When I first moved from Missouri to Tennessee, I was welcomed by sweet tea, potluck dinners, and people waiting to hold doors for each other. I’m grateful to have soaked in the warmth of Southern hospitality all these years. The shadow side of Southernness, however, is that sometimes I wonder if people say what they really mean. Admittedly, I too have sugar-coated the truth. But I want to speak the truth in love, and I want to hear the truth in love.

When I read the gospels, I’m refreshed by the language Jesus uses with his friends. It makes me want to be a better friend. But I’m also startled: When I read his conversations with Peter or with the disciples or the woman at the well, I realize that I have a lot to learn about telling the truth. Jesus not only spoke frankly but encouraged his friends to do the same.

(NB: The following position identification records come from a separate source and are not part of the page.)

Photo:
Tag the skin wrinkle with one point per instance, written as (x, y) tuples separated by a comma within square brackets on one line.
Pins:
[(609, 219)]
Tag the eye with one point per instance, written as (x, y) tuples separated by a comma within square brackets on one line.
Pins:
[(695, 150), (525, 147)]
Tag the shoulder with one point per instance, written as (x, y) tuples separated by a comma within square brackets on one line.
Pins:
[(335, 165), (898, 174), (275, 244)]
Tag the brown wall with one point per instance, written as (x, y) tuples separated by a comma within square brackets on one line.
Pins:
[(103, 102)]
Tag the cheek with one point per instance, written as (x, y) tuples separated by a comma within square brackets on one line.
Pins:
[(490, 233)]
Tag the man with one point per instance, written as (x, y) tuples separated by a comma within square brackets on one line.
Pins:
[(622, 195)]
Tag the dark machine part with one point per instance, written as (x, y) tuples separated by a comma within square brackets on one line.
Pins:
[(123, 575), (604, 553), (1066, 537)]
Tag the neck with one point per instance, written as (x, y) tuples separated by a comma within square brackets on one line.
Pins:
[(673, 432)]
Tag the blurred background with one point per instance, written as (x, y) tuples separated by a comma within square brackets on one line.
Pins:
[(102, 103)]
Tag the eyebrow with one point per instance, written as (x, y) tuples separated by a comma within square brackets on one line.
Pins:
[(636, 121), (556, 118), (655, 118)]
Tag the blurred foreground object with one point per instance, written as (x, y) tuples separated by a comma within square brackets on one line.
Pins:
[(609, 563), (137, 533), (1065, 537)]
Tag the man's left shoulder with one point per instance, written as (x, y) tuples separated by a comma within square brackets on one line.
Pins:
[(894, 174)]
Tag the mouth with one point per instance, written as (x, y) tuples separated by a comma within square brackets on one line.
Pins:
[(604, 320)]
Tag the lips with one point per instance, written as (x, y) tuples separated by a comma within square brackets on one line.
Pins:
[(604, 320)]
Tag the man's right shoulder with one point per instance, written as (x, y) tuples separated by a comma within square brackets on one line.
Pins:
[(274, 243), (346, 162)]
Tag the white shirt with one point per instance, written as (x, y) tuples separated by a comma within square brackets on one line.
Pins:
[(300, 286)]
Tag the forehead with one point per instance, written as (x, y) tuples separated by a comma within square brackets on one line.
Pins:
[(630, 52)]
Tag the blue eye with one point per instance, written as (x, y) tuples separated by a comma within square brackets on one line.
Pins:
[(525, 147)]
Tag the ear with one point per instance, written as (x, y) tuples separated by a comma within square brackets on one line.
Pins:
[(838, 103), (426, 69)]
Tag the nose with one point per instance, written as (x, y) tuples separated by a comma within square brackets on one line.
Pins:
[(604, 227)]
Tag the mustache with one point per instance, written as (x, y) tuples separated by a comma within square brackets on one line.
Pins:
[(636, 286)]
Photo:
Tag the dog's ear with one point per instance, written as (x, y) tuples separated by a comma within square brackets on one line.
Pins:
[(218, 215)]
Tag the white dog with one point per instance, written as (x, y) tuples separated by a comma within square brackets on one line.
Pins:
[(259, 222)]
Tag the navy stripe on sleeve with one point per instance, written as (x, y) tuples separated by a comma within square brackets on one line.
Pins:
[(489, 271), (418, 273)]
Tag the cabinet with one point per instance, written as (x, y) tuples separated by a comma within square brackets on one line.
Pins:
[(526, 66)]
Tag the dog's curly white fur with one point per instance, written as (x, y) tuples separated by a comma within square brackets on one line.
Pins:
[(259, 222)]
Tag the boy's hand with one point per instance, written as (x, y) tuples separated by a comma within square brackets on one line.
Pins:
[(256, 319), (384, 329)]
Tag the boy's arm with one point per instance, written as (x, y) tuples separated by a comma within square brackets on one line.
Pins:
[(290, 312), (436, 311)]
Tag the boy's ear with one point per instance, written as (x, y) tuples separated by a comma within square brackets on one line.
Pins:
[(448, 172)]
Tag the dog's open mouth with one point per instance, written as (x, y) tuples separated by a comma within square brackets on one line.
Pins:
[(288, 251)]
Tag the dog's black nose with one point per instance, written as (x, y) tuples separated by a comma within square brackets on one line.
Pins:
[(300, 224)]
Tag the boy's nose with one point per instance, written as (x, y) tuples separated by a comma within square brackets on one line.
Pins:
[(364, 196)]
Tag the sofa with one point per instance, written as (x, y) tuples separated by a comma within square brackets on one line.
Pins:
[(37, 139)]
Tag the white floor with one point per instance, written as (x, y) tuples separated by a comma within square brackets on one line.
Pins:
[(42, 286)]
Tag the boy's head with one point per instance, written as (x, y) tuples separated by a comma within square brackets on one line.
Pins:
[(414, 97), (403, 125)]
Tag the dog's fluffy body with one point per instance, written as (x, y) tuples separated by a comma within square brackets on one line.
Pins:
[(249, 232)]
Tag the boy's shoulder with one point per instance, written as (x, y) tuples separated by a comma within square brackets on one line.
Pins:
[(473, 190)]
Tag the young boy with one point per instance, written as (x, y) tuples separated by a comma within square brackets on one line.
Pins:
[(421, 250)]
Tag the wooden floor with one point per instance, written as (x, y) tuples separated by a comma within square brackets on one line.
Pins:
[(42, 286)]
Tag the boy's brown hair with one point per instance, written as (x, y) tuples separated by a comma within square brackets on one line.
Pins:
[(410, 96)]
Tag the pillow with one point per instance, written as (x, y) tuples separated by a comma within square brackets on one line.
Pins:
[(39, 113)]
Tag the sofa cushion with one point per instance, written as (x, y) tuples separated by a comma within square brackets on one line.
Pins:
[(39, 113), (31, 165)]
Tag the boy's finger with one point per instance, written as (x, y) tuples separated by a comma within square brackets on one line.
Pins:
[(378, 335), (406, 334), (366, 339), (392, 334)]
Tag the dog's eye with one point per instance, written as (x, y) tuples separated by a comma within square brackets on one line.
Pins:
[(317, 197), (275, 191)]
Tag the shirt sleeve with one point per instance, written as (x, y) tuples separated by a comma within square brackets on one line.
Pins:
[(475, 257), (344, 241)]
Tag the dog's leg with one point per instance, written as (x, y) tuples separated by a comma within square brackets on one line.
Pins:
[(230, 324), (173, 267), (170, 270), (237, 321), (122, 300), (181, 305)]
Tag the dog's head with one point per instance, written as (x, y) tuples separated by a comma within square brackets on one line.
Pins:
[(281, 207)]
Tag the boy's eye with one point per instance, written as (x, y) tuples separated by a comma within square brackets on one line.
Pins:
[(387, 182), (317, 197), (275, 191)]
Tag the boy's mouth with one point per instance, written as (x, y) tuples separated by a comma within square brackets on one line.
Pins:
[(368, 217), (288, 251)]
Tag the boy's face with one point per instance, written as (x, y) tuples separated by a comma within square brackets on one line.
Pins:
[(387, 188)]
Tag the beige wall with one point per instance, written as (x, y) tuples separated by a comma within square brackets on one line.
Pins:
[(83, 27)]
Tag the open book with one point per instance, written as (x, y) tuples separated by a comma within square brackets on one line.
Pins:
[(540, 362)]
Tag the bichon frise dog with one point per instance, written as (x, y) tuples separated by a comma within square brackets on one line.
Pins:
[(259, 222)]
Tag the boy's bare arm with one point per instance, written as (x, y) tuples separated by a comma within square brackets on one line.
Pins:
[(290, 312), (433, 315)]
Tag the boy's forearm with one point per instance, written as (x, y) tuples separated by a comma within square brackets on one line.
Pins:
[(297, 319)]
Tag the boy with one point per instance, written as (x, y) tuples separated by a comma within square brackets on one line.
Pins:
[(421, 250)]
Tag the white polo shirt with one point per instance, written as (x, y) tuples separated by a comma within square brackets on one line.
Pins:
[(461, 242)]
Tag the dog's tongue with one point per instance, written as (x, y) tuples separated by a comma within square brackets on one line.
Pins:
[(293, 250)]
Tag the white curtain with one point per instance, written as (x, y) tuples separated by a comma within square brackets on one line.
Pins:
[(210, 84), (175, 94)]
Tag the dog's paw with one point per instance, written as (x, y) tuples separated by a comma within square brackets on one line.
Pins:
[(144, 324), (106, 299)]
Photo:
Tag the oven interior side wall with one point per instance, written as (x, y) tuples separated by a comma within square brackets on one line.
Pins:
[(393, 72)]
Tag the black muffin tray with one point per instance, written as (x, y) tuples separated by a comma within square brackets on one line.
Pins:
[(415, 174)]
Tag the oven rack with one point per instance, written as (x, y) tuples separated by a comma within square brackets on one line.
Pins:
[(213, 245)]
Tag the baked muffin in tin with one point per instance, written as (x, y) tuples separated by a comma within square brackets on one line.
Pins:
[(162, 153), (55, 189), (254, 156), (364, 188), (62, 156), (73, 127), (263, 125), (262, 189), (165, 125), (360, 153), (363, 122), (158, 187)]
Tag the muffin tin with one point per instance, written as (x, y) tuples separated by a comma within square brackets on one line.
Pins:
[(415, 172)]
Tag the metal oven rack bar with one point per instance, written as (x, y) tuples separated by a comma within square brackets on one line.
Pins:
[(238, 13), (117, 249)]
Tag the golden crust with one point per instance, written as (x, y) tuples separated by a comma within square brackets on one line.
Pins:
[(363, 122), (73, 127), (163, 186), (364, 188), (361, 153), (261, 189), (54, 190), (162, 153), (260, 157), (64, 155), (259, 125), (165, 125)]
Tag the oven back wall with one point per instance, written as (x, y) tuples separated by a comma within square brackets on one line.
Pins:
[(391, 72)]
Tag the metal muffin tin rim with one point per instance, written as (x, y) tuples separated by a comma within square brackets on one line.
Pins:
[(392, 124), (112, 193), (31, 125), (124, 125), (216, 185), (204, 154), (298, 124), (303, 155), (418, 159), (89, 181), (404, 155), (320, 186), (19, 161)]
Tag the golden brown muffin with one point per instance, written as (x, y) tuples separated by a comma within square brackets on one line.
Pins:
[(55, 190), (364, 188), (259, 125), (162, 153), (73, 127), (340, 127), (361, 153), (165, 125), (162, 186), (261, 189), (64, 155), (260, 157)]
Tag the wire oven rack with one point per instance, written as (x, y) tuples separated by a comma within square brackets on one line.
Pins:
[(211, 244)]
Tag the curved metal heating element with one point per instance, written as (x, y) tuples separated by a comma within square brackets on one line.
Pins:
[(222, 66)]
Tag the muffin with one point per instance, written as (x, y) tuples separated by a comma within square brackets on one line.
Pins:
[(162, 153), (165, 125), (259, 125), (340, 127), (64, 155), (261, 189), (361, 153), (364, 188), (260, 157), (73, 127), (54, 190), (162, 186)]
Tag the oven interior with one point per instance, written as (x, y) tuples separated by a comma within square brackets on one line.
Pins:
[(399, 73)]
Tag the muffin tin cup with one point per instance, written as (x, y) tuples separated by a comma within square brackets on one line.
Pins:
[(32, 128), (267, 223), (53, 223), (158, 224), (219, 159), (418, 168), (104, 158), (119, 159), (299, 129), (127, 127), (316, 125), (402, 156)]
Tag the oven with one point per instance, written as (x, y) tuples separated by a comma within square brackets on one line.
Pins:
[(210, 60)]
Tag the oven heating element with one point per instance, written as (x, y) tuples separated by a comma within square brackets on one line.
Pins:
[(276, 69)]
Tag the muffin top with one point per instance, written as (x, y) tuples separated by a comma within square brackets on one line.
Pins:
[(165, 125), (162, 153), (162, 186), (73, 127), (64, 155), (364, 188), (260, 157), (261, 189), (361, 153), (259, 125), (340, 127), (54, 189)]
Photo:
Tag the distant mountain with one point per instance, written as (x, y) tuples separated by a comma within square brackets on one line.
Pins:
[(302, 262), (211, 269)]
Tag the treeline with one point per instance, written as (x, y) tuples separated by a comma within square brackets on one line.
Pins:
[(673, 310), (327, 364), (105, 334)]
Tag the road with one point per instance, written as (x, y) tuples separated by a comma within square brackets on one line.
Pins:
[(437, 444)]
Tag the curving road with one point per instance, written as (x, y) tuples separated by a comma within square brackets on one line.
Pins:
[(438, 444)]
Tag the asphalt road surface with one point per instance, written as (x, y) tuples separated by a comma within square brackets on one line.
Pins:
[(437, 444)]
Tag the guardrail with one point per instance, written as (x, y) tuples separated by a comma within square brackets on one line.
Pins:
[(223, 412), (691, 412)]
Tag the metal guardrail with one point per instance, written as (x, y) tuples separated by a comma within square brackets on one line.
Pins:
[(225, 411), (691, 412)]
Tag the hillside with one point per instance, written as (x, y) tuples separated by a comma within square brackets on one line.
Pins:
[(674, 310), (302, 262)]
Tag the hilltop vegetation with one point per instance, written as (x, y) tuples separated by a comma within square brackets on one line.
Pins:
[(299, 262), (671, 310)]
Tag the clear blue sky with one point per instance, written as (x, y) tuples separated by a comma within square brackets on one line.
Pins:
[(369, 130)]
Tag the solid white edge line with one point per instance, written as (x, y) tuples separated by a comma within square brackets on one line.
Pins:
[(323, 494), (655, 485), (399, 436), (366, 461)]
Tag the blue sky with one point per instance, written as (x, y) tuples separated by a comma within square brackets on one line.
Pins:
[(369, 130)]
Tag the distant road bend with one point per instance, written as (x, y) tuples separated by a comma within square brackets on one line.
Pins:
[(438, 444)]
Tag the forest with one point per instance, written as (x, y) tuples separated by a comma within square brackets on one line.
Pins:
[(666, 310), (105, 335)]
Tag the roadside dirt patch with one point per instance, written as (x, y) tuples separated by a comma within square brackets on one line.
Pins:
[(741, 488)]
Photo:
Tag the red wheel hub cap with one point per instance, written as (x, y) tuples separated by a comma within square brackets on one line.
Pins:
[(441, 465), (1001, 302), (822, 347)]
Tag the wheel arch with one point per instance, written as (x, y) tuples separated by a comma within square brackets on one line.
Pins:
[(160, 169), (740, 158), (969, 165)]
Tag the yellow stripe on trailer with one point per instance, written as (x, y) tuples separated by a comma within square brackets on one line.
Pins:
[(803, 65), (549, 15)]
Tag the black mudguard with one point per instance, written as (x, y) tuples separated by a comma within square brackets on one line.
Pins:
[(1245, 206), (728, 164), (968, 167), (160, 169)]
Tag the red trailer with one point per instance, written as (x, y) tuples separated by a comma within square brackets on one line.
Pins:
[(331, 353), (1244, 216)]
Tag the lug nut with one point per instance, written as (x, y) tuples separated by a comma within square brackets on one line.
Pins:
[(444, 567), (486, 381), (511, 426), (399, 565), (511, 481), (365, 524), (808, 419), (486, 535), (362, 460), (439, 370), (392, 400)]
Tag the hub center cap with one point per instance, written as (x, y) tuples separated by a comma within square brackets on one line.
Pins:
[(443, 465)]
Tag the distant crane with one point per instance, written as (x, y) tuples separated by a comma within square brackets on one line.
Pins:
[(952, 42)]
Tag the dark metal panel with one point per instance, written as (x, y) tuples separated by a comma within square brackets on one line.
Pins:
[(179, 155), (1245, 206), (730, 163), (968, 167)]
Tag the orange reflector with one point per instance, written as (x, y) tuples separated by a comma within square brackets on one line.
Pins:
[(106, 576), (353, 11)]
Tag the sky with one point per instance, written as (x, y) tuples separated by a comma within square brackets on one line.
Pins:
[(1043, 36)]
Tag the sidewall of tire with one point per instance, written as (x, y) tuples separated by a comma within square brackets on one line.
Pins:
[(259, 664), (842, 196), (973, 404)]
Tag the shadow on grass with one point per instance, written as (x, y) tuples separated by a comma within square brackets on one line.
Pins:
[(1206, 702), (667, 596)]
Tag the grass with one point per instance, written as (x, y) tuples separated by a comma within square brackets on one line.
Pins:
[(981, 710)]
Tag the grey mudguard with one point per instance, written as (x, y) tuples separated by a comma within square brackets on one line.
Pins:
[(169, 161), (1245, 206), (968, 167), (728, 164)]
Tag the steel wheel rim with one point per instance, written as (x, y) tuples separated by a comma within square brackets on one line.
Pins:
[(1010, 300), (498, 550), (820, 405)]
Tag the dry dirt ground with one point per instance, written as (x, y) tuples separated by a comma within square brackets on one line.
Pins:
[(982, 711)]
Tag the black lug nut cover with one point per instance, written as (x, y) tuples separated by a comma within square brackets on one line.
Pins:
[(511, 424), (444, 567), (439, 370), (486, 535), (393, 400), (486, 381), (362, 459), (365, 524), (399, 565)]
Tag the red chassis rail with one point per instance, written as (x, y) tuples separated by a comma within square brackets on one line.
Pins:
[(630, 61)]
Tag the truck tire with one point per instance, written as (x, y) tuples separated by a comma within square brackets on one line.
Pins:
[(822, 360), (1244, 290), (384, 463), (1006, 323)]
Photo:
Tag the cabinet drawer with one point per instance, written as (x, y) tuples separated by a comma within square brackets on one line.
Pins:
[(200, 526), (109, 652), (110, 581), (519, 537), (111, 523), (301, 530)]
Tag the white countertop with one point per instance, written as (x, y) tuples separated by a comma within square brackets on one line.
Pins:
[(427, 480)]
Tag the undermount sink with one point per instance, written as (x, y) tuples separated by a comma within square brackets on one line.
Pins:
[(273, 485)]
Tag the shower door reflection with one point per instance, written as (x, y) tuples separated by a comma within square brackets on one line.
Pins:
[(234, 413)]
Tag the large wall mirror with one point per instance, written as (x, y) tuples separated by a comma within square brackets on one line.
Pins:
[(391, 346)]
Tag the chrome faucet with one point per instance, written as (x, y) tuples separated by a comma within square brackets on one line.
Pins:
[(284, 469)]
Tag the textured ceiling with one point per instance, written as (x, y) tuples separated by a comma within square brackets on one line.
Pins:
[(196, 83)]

Consider Thomas, after the Resurrection: “Unless I see the nail marks in his hands and put my finger where the nails were, and put my hand into his side, I will not believe” (John 20:25). My discomfort with this demanding statement probably has more to do with my own doubt than with Thomas’s confrontational personality. (Here in the South, disappointments are best kept hidden.) But Thomas speaks up. Jesus graciously hears him and invites him deeper in: “Put your finger here; see my hands. Reach out your hand and put it into my side. Stop doubting and believe” (v. 27).

What makes this kind of mutual forthrightness possible, I believe, is hinted at in 1 John: “Dear children, let us not love with words or speech but with actions and in truth” (3:18). Whole heaps of words can amount to nothing, but in relationships forged of authenticity and deeds, even a few honest words can transform.

Unfortunately, in our modern world determining what is honest feels more difficult than ever. Lies today are so adept at dressing up as truths, and their wardrobe is expansive. This sows chaos into all our relationships.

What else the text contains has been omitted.